Agricultural Research Service

Research Project: CONTROL OF GAMMAHERPESVIRUS-ASSOCIATED MALIGNANT CATARRHAL FEVER IN RUMINANTS Title: Experimental infection of rabbits with ovine herpesvirus 2 from sheep nasal secretions

Authors
item Gailbreath, Katherine
item Taus, Naomi
item Cunha, Cristina
item Knowles, Donald
item Li, Hong

Submitted to: Veterinary Microbiology
Publication Type: Peer Reviewed Journal
Publication Acceptance Date: April 25, 2008
Publication Date: September 22, 2008
Citation: Gailbreath, K.L., Taus, N.S., Cunha, C.W., Knowles Jr, D.P., Li, H. 2008. Experimental infection of rabbits with ovine herpesvirus 2 from sheep nasal secretions. Veterinary Microbiology. 132:65-73.

Interpretive Summary: Malignant catarrhal fever (MCF) is a generally fatal disease that primarily occurs in ruminants and is caused by a group of herpesviruses. Outside of Africa, MCF is mainly caused by ovine herpesvirus 2 (OvHV-2) which is carried by sheep. Although sheep remain healthy when infected, cattle, bison and other ruminants develop severe, usually fatal disease when infected. Infection occurs when susceptible species breath in viral particles shed in the nasal secretions of infected sheep. In the past, experimental infection involved transfer of blood or tissue from MCF affected animals but recently a new method that involves intranasal nebulization with sheep nasal secretions containing infectious virus has been developed. Because rabbits are smaller and easy to handle, and they develop MCF-like disease when inoculated, they represent a good animal model for this disease. However, the intranasal method of inoculation has not been previously attempted in rabbits.
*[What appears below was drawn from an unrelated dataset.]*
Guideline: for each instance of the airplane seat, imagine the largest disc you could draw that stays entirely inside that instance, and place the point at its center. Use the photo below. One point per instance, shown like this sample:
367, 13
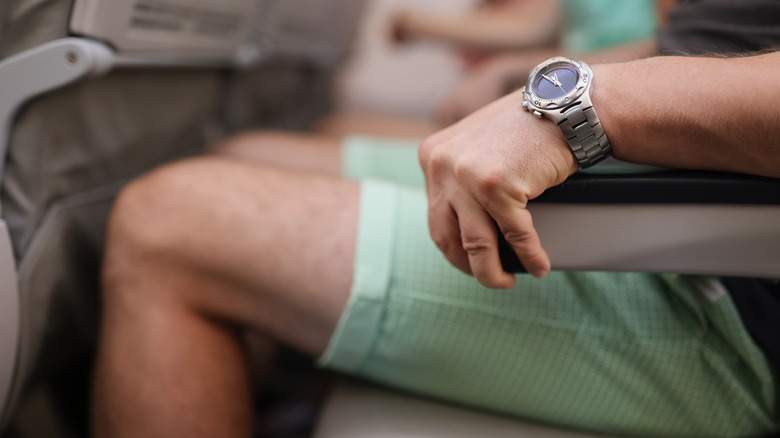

This paper reports the results of a study involving intranasal nebulization of rabbits with sheep nasal secretions containing OvHV-2 and subsequent evaluation of infection status, clinical signs, and lesions. Five out of eight rabbits inoculated by the intranasal nebulization method showed evidence of infection, clinical signs of MCF and developed histologic lesions similar to those in rabbits infected by other methods. Intraperitoneal injection of sheep nasal secretions containing infectious virus did not result in clinical disease or histologic lesions. The study demonstrates that intranasal nebulization of rabbits can be used as an experimental model for OvHV-2 induced MCF that mimics that natural route of infection.

Technical Abstract: Malignant catarrhal fever (MCF) is a generally fatal disease that primarily occurs in ruminants and is caused by a group of gammaherpesviruses. Outside of Africa MCF is mainly caused by ovine herpesvirus 2 (OvHV-2) which is carried subclinically by sheep. Cell-free virus is present in nasal secretions of shedding sheep and aerosol is the primary mode of transmission. Although OvHV-2 has never been propagated in vitro, experimental infection involving intranasal nebulization with nasal secretions from shedding sheep has been used to induce MCF in cattle and bison. This method of inoculation has never been tested in rabbits, which are the primary small animal model. The objectives of this study were to determine whether rabbits become infected with OvHV-2 after intranasal nebulization with cell-free virus from sheep nasal secretions and whether they develop MCF with consistent gross and histologic lesions. Five of eight rabbits became infected, showed clinical signs and developed histologic lesions typical of MCF including multisystemic vasculitis and perivascular lymphoid accumulation. These lesions are similar to those reported in rabbits infected by intravenous injection with tissues from clinically affected animals containing cell-associated virus. Viral DNA and mRNA transcripts of a structural viral protein were present in tissues from affected rabbits suggesting that viral replication was occurring. This work demonstrates that OvHV-2 infection of rabbits by intranasal nebulization is a potentially useful model that mimics the natural route of infection and may be used to study viral replication and pathogenesis.